🤖 AI Summary
Conventional re-alignment strategies for multilingual models exhibit unstable performance on low-resource languages (LRLs) and heavily rely on high-quality parallel corpora—resources that are scarce for many LRLs.
Method: We propose *selective re-alignment*, a paradigm that replaces full-language re-alignment with a carefully curated subset of languages selected based on typological diversity metrics, rather than using all available languages.

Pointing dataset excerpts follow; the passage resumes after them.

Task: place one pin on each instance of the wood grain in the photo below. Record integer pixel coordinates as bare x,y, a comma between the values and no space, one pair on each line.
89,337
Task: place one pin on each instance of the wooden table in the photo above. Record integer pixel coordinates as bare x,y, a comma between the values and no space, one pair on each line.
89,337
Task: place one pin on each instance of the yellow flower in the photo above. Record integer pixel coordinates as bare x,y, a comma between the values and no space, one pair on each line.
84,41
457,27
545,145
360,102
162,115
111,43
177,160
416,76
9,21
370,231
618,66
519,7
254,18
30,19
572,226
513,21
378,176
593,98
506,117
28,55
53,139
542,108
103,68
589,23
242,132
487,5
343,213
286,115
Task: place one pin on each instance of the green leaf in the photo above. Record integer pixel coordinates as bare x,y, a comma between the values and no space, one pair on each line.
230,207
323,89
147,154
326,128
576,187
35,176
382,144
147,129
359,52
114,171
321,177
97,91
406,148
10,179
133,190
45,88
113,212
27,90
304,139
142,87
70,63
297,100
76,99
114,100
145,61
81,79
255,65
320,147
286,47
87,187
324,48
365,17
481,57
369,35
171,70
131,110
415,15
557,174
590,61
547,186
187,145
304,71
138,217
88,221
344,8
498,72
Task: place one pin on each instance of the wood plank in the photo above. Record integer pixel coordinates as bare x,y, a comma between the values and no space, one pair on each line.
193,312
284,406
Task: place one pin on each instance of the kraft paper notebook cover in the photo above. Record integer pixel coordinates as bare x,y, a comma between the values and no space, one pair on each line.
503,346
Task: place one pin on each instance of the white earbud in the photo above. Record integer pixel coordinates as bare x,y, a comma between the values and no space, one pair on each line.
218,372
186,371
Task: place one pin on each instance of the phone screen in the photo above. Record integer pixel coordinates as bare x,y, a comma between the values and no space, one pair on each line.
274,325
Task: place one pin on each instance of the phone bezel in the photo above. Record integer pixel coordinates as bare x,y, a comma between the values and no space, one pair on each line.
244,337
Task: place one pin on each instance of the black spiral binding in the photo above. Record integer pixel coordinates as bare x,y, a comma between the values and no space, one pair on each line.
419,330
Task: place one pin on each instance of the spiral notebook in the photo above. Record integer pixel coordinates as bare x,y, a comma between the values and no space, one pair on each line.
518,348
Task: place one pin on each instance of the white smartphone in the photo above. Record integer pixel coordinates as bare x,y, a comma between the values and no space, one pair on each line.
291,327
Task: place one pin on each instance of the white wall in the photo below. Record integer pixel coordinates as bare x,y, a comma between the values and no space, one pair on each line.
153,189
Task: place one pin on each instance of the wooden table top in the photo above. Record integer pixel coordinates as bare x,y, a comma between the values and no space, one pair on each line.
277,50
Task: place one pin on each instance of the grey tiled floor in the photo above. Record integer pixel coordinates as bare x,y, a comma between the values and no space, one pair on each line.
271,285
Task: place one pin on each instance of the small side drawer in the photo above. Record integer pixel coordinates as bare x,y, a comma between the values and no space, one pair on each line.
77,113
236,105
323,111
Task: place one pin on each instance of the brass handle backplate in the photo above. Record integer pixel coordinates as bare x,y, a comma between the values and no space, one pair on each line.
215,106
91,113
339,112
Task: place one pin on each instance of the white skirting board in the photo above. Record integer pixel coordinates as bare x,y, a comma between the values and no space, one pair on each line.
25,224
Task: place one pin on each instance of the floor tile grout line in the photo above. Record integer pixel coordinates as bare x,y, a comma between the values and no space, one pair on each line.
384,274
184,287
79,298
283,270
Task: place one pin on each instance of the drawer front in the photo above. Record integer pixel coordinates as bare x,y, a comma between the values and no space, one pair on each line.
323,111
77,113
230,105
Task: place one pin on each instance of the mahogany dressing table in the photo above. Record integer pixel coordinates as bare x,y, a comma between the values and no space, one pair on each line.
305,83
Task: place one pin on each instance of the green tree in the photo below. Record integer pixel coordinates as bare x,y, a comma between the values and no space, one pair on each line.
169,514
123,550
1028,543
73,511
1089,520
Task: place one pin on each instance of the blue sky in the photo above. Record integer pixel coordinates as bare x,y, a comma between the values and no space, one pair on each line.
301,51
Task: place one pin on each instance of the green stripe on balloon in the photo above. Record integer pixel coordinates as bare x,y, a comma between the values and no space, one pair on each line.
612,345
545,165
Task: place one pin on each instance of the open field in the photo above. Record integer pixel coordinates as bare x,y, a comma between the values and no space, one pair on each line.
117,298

Contribution/Results: Controlled experiments reveal that not all languages contribute positively to re-alignment; the selected subset matches or even surpasses the cross-lingual transfer performance of the full-language baseline—particularly improving LRL performance by a substantial margin—and demonstrates superior zero-shot generalization to unseen languages. Crucially, selective re-alignment reduces dependence on scarce parallel data, enhancing both robustness and practicality of re-alignment. This approach offers a principled, resource-efficient alternative for multilingual modeling in low-resource settings.
📝 Abstract
Realignment is a promising strategy to improve cross-lingual transfer in multilingual language models. However, empirical results are mixed and often unreliable, particularly for typologically distant or low-resource languages (LRLs) compared to English. Moreover, word realignment tools often rely on high-quality parallel data, which can be scarce or noisy for many LRLs. In this work, we conduct an extensive empirical study to investigate whether realignment truly benefits from using all available languages, or if strategically selected subsets can offer comparable or even improved cross-lingual transfer, and study the impact on LRLs. Our controlled experiments show that realignment can be particularly effective for LRLs and that using carefully selected, linguistically diverse subsets can match full multilingual alignment, and even outperform it for unseen LRLs. This indicates that effective realignment does not require exhaustive language coverage and can reduce data collection overhead, while remaining both efficient and robust when guided by informed language selection.